Types of China visas include:
1. visitor visas:
- L visa: This visa is for Foreigners who intend to go to China as a tourist. The tourist visa is issued as a single entry, and its length is 30 days.
- Tourist Group Visa: This visa is issued to a tourist group that contains at least five members who must travel together. This permission is granted as a separate sheet rather than inserting each passport.
- F visa: This visa is for people who want to come to China for exchanges, visits, study tours, and other non-business activities. This visa is issued as a single or double entry, and its validity is between 30 to 90 days.

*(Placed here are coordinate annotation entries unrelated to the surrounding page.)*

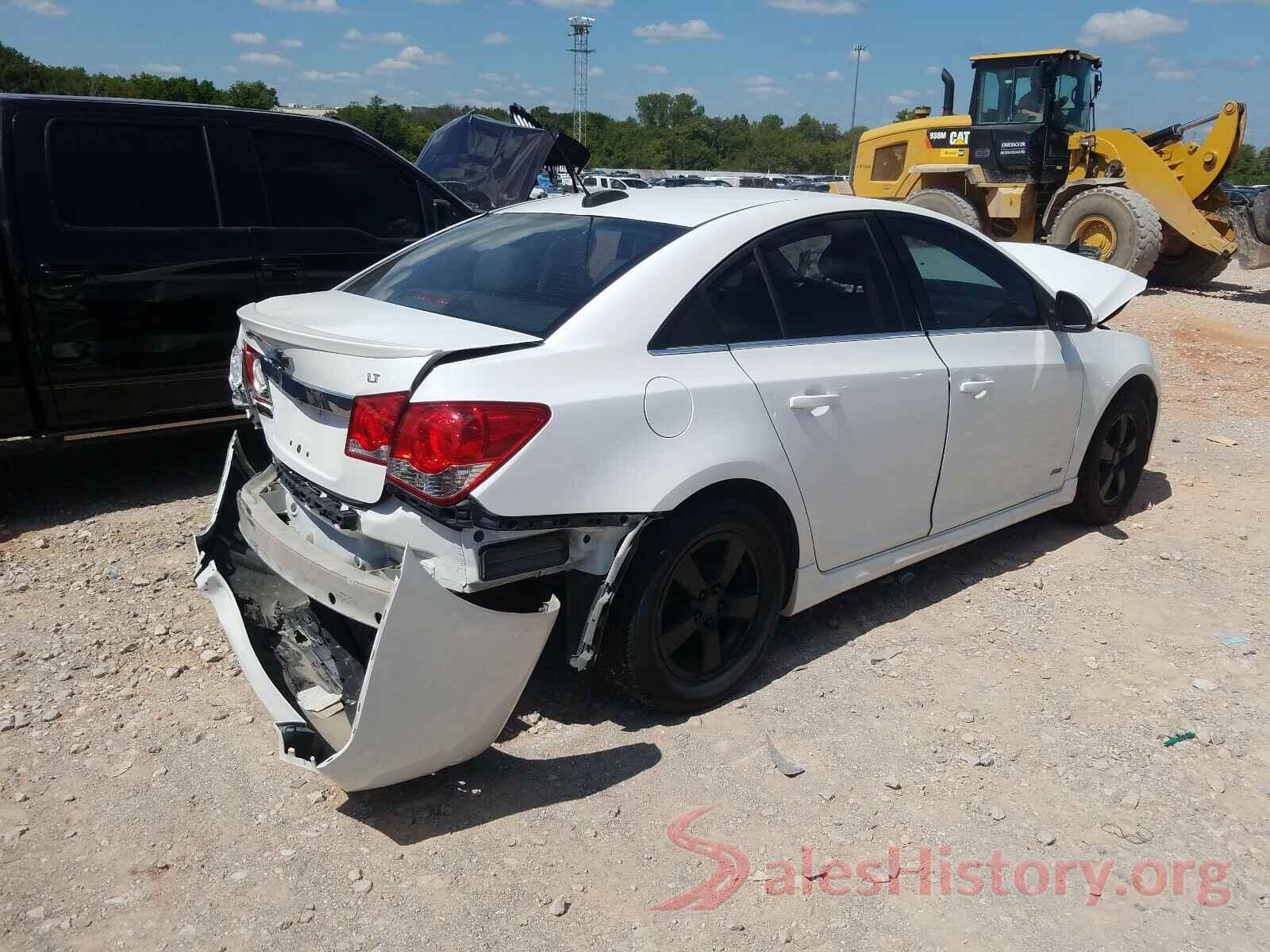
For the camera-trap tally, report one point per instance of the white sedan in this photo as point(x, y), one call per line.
point(653, 425)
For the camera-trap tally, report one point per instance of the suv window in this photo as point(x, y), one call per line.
point(118, 175)
point(319, 182)
point(829, 281)
point(967, 283)
point(521, 271)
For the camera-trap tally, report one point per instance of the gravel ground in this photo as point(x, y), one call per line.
point(1007, 697)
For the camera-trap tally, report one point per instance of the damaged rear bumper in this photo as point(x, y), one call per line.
point(389, 678)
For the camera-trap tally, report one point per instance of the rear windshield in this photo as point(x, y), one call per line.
point(524, 272)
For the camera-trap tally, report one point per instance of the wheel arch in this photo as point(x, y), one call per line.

- M visa: This visa is for commercial and trade operations. The M Visa is usually issued as single-, double or multiple entries and is up to 10 years.
2. Student visas:
- X1 visa: It is a long-term visa and is issued to students who intend to stay in China for more than six months. If you want to pursue your education in undergraduate, graduate, and postgraduate degrees, you can apply for this visa. This visa is a multiple-entry and is valid for up to 5 years.
- X2 visa: It is a short-term visa issued for study programs with less than six months. Applicants for language programs and short training courses can apply for this student visa. Unlike the X1 visa, this one is issued as a single entry.
3. Work visas:
- J visas (J1, J2): This is issued to foreign resident journalists and their accompanying dependents. Applicants need to get approval from related Chinese news authorities before submitting their visa application.
- R visa: Chinese talent visa is issued to high-level employees and highly talented people who intend to stay and work in China. Usually, they can obtain multiple-entry permission with the validity of five or ten years, and their spouse and children can get a relative visa, or the S2 type, with the same validity.
- Z visa: All foreigners who intend to work in China will need a work visa or Z visa. This visa is issued as a single entry with a duration of stay of 000 (means to be determined). Within 90 days after the visa is issued, visa holders must enter China. They must then be registered at the local public security bureau within 30 days of arrival to obtain a residence permit.
4. Family visas:
- Q visas: are issued to relatives of Chinese citizens and foreigners residing in the country. Family visas are divided into two categories:
- Q1: This visa is issued to those who intend to stay in China for more than 180 days.
- Q2: This visa is for those who stay in China for less than 180 days.
- S visas: There are two types of S visas:
- S1: Holders of this visa can stay in China for a long time. This visa is issued to the dependents of people who have a work visa and a student visa. Dependents include spouses and children under the age of 18.
- S2: This visa is issued to people who want to visit family members who are studying or working in Japan. Holders of this visa can stay in China for a short time. This visa is issued in several entries.
5. Other visas:
- C visa: This visa is for foreign crew members who work on airlines, ships, or trains. Their family members can also accompany them.
- G visa: This visa is for those who intend to go through China toward a third destination. However, citizens of countries such as Singapore, Brunei, and Japan do not need a visa for transit for up to 15 days.
- D visa: This visa is for foreign citizens who have a permanent residence permit in China and is a temporary and transitional visa such as a Z visa. This visa is also called a Chinese Green Card.
- Diplomatic and Service Visa: This permission is issued to foreign government officials and the diplomatic staff who travel to China to do their governmental duties.